American TV musical series

Adventures in Jazz is a CBS television show that was broadcast live from January 22, 1949, to June 24, 1949, 8-8:30 Eastern Time on Fridays, showcasing jazz musicians and singers.

Guest performers came from both traditional jazz and modern jazz styles. They included Sidney Bechet, Charlie Parker, Artie Shaw, Ella Fitzgerald, Duke Ellington, Miles Davis, Charlie Parker, Count Basie and June Christy made appearances on the short-lived series, with a total of 23 episodes.

Radio personality Fred Robbins hosted the series premiere on Saturday, January 22, 1949 (the show moved to its regular time-slot on the following Friday) but left due to other commitments.
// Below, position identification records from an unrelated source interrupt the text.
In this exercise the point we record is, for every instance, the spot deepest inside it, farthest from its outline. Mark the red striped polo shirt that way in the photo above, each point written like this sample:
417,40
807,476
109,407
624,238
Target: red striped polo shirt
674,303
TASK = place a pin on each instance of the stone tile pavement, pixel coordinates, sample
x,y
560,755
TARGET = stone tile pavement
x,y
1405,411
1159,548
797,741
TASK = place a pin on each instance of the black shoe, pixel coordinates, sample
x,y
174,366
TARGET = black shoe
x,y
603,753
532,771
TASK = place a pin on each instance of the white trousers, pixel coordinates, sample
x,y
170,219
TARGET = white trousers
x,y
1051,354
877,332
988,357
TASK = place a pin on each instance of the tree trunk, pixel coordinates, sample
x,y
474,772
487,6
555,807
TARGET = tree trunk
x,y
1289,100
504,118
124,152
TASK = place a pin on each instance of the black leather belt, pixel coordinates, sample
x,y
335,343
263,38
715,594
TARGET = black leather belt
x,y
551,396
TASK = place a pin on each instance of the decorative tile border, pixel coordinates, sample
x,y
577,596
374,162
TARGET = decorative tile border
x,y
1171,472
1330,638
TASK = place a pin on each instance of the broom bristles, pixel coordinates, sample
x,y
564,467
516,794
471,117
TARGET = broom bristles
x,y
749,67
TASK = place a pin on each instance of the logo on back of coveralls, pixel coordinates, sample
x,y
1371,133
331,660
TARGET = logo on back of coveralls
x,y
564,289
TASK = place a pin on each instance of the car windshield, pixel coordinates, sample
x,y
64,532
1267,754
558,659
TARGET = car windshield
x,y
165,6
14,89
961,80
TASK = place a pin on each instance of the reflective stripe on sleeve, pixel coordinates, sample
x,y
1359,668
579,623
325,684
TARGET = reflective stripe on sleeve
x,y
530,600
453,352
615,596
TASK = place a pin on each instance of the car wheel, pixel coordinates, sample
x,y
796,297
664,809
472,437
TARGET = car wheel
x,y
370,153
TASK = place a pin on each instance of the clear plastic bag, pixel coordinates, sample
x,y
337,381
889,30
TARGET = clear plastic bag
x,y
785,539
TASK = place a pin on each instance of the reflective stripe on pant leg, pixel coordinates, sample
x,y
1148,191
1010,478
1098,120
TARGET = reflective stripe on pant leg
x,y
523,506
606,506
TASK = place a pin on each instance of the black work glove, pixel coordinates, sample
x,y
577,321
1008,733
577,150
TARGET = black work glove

He was replaced by DJ Bill Williams, and later bandleader Bobby Sherwood, until his return on the April 29 episode. Original host Fred Robbins explained some of the vernacular of the genres to the viewing public.

Robert L. Bach produced the program. Directors included Ralph Levy and Kingman T. Moore.

Adventures in Jazz was a sustaining program.